Russland auf dem Weg in die Vergangenheit

Das Vorgehen des Kreml gegen die Zivilgesellschaft und Andersdenkende ist inakzeptabel und ruft dunkle Epochen in der Geschichte in Erinnerung
Stefan Schocher

Stefan Schocher

Wer sich gegen den nationalistischen Taumel stellt, riskiert alles.

von Stefan Schocher

über Russlands Umgang mit der Zivilgesellschaft.

Nein, Russland ist nicht auf dem Weg, ein demokratischer Staat zu werden. Und es versucht auch garnicht mehr, mit solchen Schlagworten wie „Übergangsperiode“ oder „Reformen“ (Beliebte Schlagworte in Zentralasien oder dem Kaukasus, wenn es um die Rechtfertigung autoritärer Machtgebarungen geht) Ausreden zu finden.
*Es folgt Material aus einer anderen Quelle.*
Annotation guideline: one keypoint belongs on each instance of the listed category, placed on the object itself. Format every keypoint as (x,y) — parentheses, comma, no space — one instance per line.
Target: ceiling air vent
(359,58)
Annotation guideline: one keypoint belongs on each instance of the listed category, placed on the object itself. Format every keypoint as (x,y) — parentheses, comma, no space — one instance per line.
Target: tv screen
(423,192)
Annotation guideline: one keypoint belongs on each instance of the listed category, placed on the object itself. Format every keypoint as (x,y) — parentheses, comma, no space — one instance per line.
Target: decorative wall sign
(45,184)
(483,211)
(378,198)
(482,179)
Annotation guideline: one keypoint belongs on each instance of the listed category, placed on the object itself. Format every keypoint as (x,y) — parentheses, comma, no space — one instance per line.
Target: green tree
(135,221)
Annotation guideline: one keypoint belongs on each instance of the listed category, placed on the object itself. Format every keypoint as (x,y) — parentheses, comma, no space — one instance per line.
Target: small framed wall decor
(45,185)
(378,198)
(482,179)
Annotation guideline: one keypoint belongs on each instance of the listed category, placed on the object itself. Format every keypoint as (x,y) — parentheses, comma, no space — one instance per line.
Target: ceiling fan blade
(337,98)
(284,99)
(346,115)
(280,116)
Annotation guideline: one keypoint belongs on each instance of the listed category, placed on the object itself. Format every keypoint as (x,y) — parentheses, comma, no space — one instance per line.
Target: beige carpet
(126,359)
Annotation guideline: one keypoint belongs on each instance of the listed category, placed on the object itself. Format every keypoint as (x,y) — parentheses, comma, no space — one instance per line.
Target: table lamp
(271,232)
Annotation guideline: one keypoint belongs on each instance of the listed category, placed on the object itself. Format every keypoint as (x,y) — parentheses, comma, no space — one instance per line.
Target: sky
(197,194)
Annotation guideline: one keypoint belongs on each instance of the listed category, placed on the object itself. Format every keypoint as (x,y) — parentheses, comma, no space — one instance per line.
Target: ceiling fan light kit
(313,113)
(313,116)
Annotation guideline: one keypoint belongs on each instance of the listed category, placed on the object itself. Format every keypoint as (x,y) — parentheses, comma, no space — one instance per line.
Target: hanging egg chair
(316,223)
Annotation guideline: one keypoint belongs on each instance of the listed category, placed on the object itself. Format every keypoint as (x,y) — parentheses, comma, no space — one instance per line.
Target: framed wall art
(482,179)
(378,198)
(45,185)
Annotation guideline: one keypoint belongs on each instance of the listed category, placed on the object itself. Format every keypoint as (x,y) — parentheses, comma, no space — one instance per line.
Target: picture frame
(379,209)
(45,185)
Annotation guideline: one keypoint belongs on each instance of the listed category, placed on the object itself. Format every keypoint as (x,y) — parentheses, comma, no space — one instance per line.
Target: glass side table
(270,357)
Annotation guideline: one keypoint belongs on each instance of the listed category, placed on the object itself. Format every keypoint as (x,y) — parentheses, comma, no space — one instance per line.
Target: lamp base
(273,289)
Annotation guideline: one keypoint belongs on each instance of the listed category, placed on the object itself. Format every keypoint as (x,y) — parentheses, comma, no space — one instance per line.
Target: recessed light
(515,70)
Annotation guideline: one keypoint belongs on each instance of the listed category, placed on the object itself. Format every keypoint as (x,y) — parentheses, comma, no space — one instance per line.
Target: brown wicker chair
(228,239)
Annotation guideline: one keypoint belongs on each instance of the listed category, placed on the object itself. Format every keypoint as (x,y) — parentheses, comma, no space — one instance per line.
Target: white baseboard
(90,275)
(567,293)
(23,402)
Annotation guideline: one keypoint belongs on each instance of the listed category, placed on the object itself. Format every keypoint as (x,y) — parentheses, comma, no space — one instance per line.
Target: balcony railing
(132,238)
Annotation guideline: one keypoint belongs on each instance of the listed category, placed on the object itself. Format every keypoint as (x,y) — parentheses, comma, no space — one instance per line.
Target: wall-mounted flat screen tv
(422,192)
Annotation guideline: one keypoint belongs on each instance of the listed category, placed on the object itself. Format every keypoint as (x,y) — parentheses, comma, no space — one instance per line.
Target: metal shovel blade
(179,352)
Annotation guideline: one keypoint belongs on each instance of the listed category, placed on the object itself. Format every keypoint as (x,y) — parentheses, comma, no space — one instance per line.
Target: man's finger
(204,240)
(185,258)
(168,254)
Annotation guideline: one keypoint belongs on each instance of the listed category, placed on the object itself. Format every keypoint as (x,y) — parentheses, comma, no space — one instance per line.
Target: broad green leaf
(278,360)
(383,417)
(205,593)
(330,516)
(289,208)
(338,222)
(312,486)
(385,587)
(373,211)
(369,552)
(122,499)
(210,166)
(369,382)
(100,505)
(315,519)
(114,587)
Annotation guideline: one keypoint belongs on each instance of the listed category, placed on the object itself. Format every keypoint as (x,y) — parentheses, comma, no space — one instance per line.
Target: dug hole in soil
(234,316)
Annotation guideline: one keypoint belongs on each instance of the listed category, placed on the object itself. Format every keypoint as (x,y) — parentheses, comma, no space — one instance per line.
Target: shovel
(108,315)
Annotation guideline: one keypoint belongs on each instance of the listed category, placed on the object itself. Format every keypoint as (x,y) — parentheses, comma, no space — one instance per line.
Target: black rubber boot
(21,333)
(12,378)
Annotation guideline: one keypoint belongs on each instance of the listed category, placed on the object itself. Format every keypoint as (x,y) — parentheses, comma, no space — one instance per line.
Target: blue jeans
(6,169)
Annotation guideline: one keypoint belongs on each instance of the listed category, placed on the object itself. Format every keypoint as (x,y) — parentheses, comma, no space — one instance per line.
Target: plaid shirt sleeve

Russland ist sehr durchdacht und orchestriert auf dem Weg in die eigene Vergangenheit. Und das traurige daran ist: Mit der mehrheitlichen Unterstützung seiner Bürger, nur eine kleine urbane Elite setzt sich dem entgegen. Und diese Elite gerät jetzt massiv unter die Räder.

Was sich im vergangenen Jahr abgespielt hat in Russland übertrifft alles, was in den Jahren davor schon immer wieder für Schlagzeilen gesorgt hat. Da hatte Putin etwa seine dritte Amtszeit angetreten und man hatte es als „bedenklich“ kommentiert, dass dem so ist. Es gab Massenproteste in Moskau. Immerhin. Und waren gewisse sonderbare Anfälle von Personenkult um Putin davor noch schrullige, eher lachhafte Erscheinungen (man erinnere sich an die Putin-Armee, junge Mädels in Kleidchen und High-Heels die den Präsideten in Internet-Videos lobten und ehrten) so gibt es da kaum mehr etwas zu lachen. Denn, wer heute nicht mehr mittanzt, ist suspekt und wer sich offen gegen den nationalistischen Taumel in Russland stellt, riskiert alles.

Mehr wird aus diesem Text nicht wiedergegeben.